Of course there are lots of broken dd's out there that either have the
effect of setting ibs=1, or indeed some which pad each output block for
every input block.

So, indeed the use of dd in the original posting should be both optimal
and correct, given that all other dependencies are correct (though one
need only set "bs=10240").

>  I have one, called
> "catblock", designed specifically for reading its input as a
> byte-stream and writing it as a block-stream.

I've not yet tried to explore all of the corner and edge conditions in
your code to find just when the padding operation will be done.  However
it seems to me that it is in general wrong to ever pad out any block
except the very last block.  Catblock may only pad the last block, but
the code is sufficiently obtuse as to mask this feature of the algorithm
(at least in my reading of it).

If indeed catblock can pad blocks other than the last one, then it is
solving the wrong problem.  It may indeed work OK with tar in ideal
circumstances, but I'd fear it could terribly mess up a cpio archive,
and perhaps even a dump file, and it certainly would mess up any
non-block structured file if pipe semantics work oddly, or if you're
using a remote TCP/IP socket to connect the processes.

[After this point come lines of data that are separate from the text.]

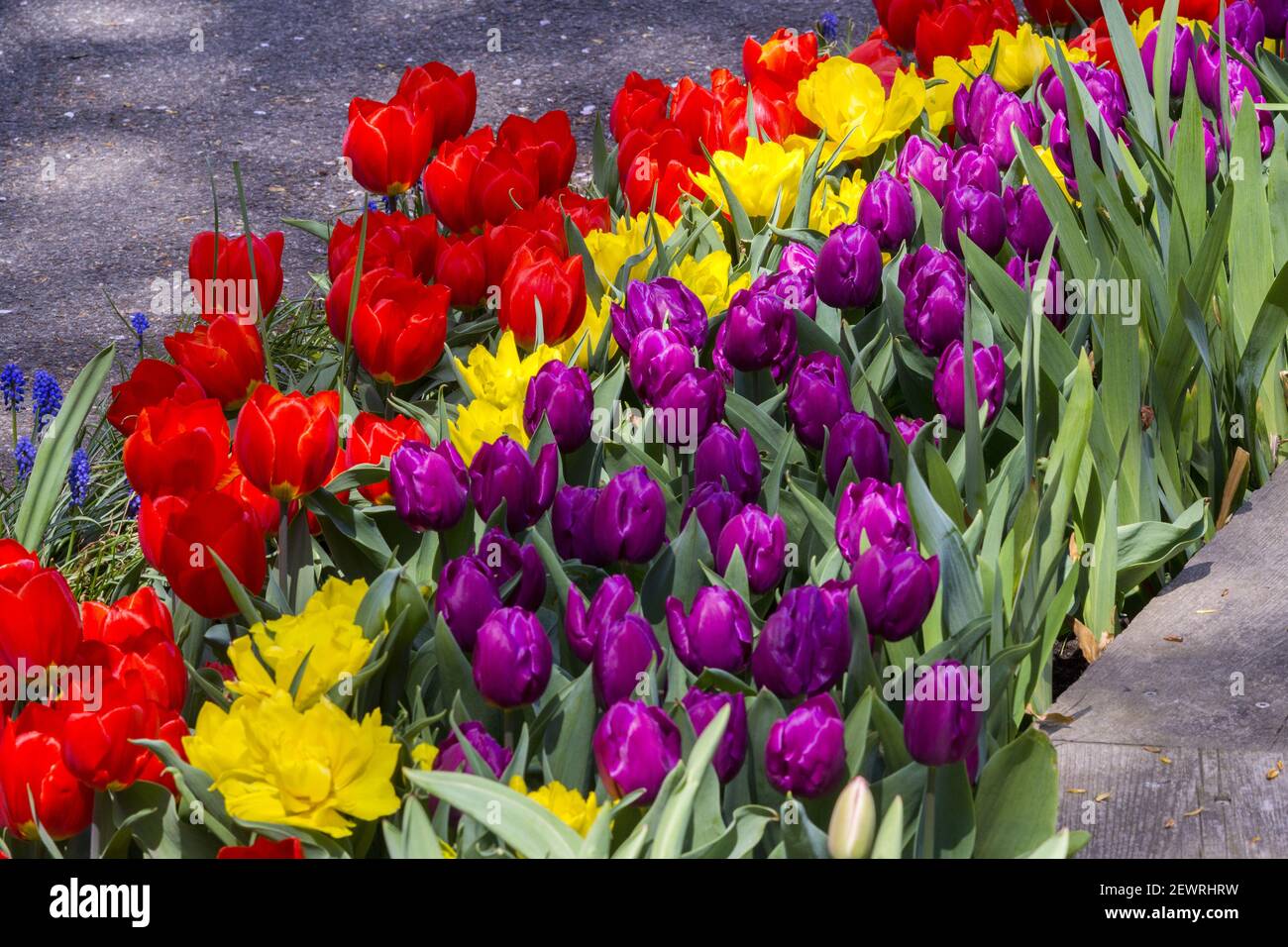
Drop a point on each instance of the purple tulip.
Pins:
(979, 214)
(805, 644)
(859, 440)
(664, 303)
(887, 211)
(622, 659)
(690, 407)
(943, 725)
(452, 759)
(657, 359)
(761, 540)
(429, 484)
(849, 268)
(974, 166)
(635, 746)
(503, 472)
(630, 517)
(897, 587)
(934, 298)
(511, 659)
(729, 459)
(563, 394)
(818, 394)
(716, 631)
(805, 751)
(732, 750)
(798, 258)
(503, 560)
(467, 596)
(1183, 52)
(760, 330)
(949, 385)
(877, 510)
(572, 509)
(926, 163)
(584, 625)
(713, 506)
(1026, 223)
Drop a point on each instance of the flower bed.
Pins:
(665, 515)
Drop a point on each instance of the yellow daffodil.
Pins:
(756, 178)
(848, 101)
(610, 249)
(591, 330)
(939, 98)
(325, 634)
(708, 278)
(575, 810)
(836, 204)
(1020, 56)
(314, 768)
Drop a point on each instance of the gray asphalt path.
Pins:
(110, 111)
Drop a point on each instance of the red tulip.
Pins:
(226, 357)
(787, 56)
(286, 444)
(179, 536)
(178, 447)
(35, 785)
(386, 145)
(640, 103)
(462, 266)
(39, 620)
(265, 847)
(373, 440)
(219, 269)
(539, 277)
(151, 382)
(449, 178)
(393, 240)
(544, 147)
(443, 94)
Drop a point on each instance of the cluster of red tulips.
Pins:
(501, 196)
(117, 677)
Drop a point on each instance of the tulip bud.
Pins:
(854, 821)
(729, 459)
(630, 517)
(502, 471)
(818, 395)
(897, 589)
(465, 598)
(626, 652)
(934, 298)
(716, 631)
(563, 395)
(805, 644)
(887, 211)
(875, 510)
(732, 750)
(849, 268)
(858, 440)
(761, 540)
(941, 725)
(429, 484)
(949, 385)
(760, 330)
(511, 659)
(635, 746)
(805, 751)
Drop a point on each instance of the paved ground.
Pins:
(108, 115)
(1177, 728)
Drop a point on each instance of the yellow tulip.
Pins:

If we assume the UNIX I/O model, and we assume the output block is
always going to be bigger than the input block, then I would think the
algorithm should be something like the following:

unset input empty flag;
set output block empty;
while input not empty {
	while output block not full {
		try to read just enough data to fill output block;
		if error reading {
			exit indicating the input error;
		}
		if EOF on input {
			set input empty flag;
			break;
		}
	}
	if EOF on input {		/* purely a safety optimization */
		/* this is not necessary if ouput block is first zeroed */
		if output block not full {
			pad output block to fill it with zeros;
		}
	}
	write the output block;
	if there is an error or EOF writing {
		exit indicating the output error;
	}
}		

Catblock seems to do this, though the padding in the padwrite() function
scares the hell out of me, and I'd never write it that way!  ;-)  Perhaps
I'm just being tripped up by your naming conventions....

Note that a traditional UNIX implementation of dd(1) essentially does
(or should by definition) implement the algorithm I describe, if you
just set set both ibs and obs to the desired output block size, i.e.
"bs=OUTPUT_BLOCK_SIZE"; and of course if you also set "conv=sync" the
last block will also be padded and avoid a write error on a true block
device.  I think GNU dd now does this, though earlier versions were, as
I recall, broken in that they padded every ouput block if less data was
read than expected, which often happened on a socket.

I recall finding this (or a related) bug when writing remote backup
scripts in an AIX-3.1 environment, where the default archive tools were
very un-forgiving, and the tape device properly enforced the QIC block
structure.  IBMers do know how to deal properly with block I/O and tape
drives, but GNU dd didn't.  I don't remember why I ever even tried GNU
dd though....

(Indeed even a normal stdio implementation of cat(1) should work with
optimum I/O efficiency, provided it sets the i/o buffer size bigger than
the pipe volume and you don't require the padding of the last block.)

-- 
							Greg A. Woods

+1 416 443-1734			VE3TCP			robohack!woods
Planix, Inc. <woods@planix.com>; Secrets of the Weird <woods@weird.com>